Le scrutin a eu lieu ; l’entente politique prévaudra

Depuis l’indépendance, aucune présidentielle n’a été exempte de contestation. Mais l’attitude de Félix Antoine Tshisekedi Tshilombo contraste avec celle de son prédécesseur. Cette fois-ci, les élections ont été tenues à la date prévue, le 20 décembre 2023. Dans un chaos indescriptible, certes, mais au moins le pas est franchi. Et c’est essentiel. Reste à dresser le bilan global: des scrutins crédibles ou non, that’s the question. C’est surtout au sujet de l’élection du Président de la République que celle-ci se pose. Quels que soient les autres élus (sénateurs, députés, etc.), ils s’aligneront en fonction de l’offre politique que déterminera le Chef de l’État. Au pays, il n’y a pas de différence idéologique fondamentale: le premier souci est de manger, financièrement s’entend. Le vainqueur peut négocier une majorité parlementaire.

Quid du scrutin ? Confronter les discours officiels est significatif. L’auto-persuasion, d’abord: «Une CÉNI de standard mondial qui imprime une culture démocratique», à croire ce que celle-ci prétendait. Standard mondial… Dans quel monde ? Le dépit ensuite, drapé d’indignation: «J’ai entendu certains parler d’élections chaotiques. Nous ne considérons pas ces élections comme chaotiques. Nous, nous considérons que le temps n’étant pas notre allié, nous avons donné le meilleur de nous-mêmes. Le but n’était pas de rechercher la perfection pour être applaudis», affirme Denis Kadima, le président de la commission électorale (CÉNI). Vu sous cet angle, le résultat est atteint: il n’y a pas de quoi applaudir. L’on n’a pas encore dressé l’inventaire des incidents et des carences, mais ils sont légion: bureaux électoraux dépourvus d’équipement, matériel livré dans l’après-midi pour des votes devant débuter le matin, pannes diverses, et cæteri et cætera. Au passage, des morts dont un observateur belge passé fortuitement du 12ème étage du Hilton jusqu’à la chaussée. Constat révélateur de multiples complications: il a fallu prolonger les opérations du 20 au 21 décembre 2023. 

En toile de fond, un autre constat: sans l’apport étranger, l’État congolais ne serait même pas arrivé à ce résultat. Dans les derniers moments, moins de dix jours avant l’échéance (connue depuis cinq ans), la CENI a lancé l’appel à des hélicoptères et des avions pour déployer le matériel; hélicoptères et avions dont ne disposait pas le pays.
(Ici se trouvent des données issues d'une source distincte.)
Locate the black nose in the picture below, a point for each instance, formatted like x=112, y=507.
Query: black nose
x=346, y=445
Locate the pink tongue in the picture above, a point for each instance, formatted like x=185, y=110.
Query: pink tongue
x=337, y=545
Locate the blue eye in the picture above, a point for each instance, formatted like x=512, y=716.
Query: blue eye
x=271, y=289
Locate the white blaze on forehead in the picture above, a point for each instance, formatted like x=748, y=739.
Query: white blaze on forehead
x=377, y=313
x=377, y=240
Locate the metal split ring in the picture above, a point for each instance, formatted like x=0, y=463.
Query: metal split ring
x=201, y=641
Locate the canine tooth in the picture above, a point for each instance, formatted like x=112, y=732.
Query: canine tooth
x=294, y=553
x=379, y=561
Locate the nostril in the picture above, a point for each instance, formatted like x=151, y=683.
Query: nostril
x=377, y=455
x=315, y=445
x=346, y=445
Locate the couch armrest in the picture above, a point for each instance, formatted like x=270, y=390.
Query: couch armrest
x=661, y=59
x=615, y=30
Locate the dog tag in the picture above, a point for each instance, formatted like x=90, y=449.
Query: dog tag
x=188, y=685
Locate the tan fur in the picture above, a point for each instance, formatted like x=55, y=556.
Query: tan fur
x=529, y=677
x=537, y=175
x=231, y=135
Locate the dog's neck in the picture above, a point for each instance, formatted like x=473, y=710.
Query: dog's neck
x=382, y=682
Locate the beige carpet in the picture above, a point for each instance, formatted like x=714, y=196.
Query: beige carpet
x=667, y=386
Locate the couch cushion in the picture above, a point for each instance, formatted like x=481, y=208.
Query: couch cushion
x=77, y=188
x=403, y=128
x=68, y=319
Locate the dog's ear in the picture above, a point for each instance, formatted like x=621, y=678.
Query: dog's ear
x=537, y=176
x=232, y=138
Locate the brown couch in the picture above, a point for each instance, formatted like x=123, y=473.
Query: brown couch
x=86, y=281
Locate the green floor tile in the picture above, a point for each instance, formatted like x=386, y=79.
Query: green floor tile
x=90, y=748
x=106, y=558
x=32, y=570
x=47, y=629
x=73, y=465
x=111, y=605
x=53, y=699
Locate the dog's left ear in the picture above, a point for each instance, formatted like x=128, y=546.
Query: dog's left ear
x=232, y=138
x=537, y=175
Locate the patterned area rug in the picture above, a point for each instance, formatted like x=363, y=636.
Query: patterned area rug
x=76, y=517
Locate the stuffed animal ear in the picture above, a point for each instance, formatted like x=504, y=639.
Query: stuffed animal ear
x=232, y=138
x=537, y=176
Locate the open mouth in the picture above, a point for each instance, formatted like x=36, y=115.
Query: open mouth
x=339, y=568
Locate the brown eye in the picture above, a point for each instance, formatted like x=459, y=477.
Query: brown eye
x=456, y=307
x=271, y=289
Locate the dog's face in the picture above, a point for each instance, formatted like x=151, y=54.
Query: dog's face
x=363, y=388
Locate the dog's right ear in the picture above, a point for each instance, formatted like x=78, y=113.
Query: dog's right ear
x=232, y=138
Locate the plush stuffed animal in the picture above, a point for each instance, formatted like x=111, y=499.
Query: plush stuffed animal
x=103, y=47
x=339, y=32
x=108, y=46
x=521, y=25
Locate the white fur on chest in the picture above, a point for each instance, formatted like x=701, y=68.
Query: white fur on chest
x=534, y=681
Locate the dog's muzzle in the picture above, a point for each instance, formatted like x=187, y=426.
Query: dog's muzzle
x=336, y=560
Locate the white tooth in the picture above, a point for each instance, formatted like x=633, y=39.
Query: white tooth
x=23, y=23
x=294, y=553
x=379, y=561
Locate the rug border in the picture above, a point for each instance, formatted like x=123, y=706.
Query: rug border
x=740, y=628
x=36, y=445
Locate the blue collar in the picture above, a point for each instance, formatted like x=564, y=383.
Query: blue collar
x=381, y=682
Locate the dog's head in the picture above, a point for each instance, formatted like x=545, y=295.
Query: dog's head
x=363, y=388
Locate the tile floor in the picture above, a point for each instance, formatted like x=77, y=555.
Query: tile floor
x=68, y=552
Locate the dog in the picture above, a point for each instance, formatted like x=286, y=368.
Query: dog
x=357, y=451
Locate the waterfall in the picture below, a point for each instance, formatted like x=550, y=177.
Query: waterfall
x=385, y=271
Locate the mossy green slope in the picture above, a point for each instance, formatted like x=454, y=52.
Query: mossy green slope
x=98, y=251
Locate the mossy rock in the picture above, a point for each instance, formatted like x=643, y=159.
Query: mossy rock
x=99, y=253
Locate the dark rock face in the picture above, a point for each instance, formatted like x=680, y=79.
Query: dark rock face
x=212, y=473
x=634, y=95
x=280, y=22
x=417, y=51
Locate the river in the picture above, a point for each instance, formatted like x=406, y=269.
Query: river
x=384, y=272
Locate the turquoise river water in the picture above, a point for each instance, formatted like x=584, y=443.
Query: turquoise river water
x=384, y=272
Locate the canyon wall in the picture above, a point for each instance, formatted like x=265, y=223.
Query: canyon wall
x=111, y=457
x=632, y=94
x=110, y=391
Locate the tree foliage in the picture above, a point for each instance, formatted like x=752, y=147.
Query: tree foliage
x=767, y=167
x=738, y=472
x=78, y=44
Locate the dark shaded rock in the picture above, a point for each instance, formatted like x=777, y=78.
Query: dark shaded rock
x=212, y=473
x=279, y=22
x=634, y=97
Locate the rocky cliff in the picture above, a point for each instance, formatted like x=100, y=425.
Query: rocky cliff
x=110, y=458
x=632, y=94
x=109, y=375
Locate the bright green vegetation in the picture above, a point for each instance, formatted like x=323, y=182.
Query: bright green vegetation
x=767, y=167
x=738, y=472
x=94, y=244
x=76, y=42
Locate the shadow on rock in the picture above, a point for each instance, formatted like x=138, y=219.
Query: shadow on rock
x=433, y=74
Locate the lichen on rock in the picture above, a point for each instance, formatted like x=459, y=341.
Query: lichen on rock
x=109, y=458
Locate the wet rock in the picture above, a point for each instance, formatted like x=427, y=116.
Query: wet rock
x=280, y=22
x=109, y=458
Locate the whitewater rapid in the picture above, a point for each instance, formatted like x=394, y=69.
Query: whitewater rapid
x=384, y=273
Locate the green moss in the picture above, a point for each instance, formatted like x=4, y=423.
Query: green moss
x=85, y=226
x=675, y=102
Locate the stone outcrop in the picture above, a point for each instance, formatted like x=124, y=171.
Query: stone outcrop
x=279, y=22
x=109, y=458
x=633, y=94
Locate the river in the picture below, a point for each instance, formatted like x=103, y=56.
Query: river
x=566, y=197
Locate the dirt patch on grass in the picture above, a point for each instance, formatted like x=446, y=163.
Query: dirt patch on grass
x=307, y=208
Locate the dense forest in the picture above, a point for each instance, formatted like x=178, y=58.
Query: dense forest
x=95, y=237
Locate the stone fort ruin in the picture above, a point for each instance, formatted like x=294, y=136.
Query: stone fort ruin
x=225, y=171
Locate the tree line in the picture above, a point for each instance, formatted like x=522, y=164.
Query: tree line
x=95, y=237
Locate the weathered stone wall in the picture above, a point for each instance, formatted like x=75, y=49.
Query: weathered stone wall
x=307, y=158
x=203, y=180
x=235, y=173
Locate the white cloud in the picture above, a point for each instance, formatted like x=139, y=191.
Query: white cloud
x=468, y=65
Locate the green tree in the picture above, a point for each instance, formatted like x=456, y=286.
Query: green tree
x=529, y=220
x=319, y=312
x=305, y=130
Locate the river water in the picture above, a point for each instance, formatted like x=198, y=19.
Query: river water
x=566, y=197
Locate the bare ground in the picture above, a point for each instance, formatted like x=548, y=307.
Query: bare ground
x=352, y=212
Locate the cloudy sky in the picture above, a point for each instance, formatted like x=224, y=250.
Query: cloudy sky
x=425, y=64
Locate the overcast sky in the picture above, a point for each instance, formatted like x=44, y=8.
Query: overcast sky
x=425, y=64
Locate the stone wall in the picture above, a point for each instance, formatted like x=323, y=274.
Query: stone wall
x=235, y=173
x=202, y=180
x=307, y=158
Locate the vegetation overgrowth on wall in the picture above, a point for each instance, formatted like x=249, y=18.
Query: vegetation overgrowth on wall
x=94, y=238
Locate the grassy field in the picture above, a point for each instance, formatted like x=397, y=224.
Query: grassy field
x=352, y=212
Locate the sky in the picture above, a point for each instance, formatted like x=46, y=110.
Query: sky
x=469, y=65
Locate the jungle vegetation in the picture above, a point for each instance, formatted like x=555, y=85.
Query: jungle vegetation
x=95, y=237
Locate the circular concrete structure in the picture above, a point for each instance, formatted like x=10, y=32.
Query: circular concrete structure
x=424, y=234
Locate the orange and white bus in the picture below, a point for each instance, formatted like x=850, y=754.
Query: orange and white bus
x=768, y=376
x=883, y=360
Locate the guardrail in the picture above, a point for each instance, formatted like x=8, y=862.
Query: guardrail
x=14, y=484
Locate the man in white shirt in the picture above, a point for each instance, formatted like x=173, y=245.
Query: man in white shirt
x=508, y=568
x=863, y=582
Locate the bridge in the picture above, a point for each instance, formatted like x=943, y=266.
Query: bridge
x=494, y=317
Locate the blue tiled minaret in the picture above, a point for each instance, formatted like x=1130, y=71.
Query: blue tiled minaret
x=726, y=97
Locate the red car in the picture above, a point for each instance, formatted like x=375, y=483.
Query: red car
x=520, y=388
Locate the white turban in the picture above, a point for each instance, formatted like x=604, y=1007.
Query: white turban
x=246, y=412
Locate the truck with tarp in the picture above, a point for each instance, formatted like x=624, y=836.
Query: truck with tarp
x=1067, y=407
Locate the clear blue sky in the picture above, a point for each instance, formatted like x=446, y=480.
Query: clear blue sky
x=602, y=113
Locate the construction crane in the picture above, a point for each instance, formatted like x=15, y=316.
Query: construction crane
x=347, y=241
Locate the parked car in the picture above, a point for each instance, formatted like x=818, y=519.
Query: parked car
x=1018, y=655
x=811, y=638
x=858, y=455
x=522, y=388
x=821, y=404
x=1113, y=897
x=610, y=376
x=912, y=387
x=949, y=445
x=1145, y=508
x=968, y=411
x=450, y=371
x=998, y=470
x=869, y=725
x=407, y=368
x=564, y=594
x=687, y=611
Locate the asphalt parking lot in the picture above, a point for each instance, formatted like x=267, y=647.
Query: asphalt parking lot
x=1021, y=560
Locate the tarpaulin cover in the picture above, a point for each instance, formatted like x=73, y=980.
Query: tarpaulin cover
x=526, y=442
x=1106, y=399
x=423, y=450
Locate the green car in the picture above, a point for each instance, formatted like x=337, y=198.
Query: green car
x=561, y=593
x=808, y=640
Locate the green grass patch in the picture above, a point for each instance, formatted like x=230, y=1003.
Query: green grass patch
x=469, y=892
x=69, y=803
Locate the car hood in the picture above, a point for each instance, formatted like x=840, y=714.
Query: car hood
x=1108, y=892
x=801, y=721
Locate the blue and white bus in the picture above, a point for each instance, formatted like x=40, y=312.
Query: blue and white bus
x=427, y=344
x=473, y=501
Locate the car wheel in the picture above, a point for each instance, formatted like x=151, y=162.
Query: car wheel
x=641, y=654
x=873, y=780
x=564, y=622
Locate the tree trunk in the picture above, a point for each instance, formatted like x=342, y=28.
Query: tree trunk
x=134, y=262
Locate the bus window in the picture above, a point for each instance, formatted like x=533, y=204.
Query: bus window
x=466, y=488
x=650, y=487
Et cette incurie abyssale, soulignons-le, c’est «le meilleur de nous-mêmes», Kadima dixit. Trop tard, en saison des pluies, pour atteindre les lieux aux pistes impraticables. Et manifestement impossible, en quelques jours, d’acheminer tout vers des milliers de bureaux électoraux sur un territoire égal à quatre-vingt fois la Belgique, pratiquement sans administration territoriale ni routes. L’on ne pouvait pas compter non plus sur le matériel acquis lors des scrutins précédents: détruit à défaut d’entretien ou volé. Au-delà de tout équipement, il y a l’Homme. Les observateurs internationaux ont relevé de nombreux incidents (tentatives d’intimidation, etc.), mais, ça, c’est un phénomène récurrent. Les scrutins précédents en étaient émaillés, eux aussi. L’Église catholique et l’Église protestante, via leurs observateurs, ont mis en place un système de vérification parallèle fondé notamment sur les relevés des chiffres affichés dans les bureaux électoraux. 

En revanche, un gage d’avenir s’est manifesté: il y a eu relativement peu de violence. De façon générale, les Congolais ont eu un comportement admirable, exemplaire. La volonté d’être entendu démocratiquement était manifeste. Beaucoup s’étaient déplacés de loin, à pied souvent, pour être sur place dès l’aube. Leur attente s’est comptée en heures, voire en demi-journées. La pluie tropicale ne les a pas ménagés; il n’y avait pas davantage d’abris que d’autres équipements, évidemment. L’occasion de parler ensemble. Avant tout, du civisme; au Congo, c’est porteur d’espérance. Reste au microcosme politique à entendre le message citoyen. Félix Antoine Tshisekedi Tshilombo peut jouer un rôle historique: LAW AND ORDER.